Think of this scenario on the street. Two people meet up. We have two actors in this drama. The interaction changes dramatically when one of the people has a gun. A gun becomes a dynamic third actor, not a neutral object. When a gun, a trigger, is present, it may cause immediate and irreversible harm at a single touch. There may be violence or death at the slightest misunderstanding, raised temper or simple mishandling. When a gun is present there is no possibility of free interaction, discussion or debate.
We continue to worship the second amendment while in 2018 we had children shot in our schools at an alarming rate. School shootings came to a halt because children were not in school in 2019!
Gun violence is increasingly a part of our public spaces. Treating guns as a
supernatural power has consequences.
We can create conversations that might break the cycle of grief after gun violence that defines so much of our memorial practices; the continual call for “thoughts and prayers.” I believe in thoughts and prayers. But, we need organized, productive discussions to understand the symbolic presence of guns in American culture.
Gun manufacturers and distributors are enormously wealthy, beyond belief.
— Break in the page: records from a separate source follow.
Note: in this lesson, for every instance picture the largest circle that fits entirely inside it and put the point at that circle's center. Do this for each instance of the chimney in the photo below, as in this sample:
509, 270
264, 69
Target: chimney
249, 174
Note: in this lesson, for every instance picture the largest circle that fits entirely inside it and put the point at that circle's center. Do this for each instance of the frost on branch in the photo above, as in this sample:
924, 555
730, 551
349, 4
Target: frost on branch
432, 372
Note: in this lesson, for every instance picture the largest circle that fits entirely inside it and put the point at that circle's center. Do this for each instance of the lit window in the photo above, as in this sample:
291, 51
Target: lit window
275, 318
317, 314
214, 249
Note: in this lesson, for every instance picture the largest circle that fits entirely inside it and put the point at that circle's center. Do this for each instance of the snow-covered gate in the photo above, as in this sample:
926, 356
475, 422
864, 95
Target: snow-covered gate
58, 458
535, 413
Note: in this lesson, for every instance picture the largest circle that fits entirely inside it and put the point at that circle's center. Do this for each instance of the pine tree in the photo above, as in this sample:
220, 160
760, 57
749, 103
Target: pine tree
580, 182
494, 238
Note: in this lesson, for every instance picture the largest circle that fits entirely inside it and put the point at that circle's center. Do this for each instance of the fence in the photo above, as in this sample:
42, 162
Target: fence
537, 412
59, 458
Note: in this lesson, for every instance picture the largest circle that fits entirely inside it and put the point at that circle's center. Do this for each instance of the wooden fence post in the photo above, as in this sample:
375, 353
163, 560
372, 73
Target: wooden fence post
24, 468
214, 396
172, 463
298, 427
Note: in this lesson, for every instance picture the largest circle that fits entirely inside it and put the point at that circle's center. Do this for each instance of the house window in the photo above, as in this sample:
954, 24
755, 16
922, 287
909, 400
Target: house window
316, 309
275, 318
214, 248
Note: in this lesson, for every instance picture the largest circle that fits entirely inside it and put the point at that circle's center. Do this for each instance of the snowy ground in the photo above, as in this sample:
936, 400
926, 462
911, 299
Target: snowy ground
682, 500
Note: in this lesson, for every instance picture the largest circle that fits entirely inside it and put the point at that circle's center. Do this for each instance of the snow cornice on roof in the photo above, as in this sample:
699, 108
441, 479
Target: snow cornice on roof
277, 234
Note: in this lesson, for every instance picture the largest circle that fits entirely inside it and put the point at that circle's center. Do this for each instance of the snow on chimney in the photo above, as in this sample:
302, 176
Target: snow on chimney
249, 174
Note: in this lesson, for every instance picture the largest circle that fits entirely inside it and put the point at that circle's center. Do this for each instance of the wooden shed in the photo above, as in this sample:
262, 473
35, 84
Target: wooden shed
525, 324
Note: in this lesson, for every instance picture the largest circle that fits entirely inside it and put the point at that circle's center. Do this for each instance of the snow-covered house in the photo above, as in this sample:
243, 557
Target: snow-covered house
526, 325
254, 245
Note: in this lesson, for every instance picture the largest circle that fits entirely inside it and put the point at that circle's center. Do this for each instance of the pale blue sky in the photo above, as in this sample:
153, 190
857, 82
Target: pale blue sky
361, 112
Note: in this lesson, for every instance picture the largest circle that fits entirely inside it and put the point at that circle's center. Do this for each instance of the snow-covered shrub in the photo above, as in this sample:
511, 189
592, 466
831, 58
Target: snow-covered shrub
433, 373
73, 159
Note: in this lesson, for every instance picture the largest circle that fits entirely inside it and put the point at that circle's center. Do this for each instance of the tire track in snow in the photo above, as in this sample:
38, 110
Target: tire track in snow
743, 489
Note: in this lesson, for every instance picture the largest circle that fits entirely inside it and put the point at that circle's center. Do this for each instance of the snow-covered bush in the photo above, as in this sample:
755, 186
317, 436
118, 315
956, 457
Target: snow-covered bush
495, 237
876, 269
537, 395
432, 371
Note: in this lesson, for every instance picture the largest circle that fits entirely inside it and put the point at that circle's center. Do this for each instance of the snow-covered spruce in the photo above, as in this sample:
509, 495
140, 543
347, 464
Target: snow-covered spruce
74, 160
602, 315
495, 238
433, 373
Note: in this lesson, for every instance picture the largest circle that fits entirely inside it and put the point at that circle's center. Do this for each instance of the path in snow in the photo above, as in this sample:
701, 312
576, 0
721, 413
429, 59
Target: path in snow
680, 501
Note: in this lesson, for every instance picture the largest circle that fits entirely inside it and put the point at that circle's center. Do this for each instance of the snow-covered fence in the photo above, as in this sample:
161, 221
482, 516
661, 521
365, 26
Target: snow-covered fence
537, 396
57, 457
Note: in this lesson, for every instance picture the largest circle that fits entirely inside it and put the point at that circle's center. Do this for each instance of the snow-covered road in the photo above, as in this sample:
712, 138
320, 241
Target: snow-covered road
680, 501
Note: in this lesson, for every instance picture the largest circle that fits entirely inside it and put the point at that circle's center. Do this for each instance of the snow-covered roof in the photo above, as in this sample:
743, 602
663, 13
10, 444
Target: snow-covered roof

They will not give up the sale of one gun without a fight. Even though the NRA is weakened, the enormous amount of money behind selling guns will be pushback. “This is America. We sell stuff.” This answer is not good enough.
Violence and deaths by guns in the U.S. far surpass rates in all other developed countries. Are American people more violent? Do we care less for our children? Do we have more depressed people who are suicidal? Do we put more of the mentally ill on our streets? The answer is “no.” We have more guns.
We have faced tough challenges in America. We will face the proliferation of guns, but it will take all of us. We must be determined to get in touch with our core beliefs; ask, expect, even insist, that lawmakers make a change.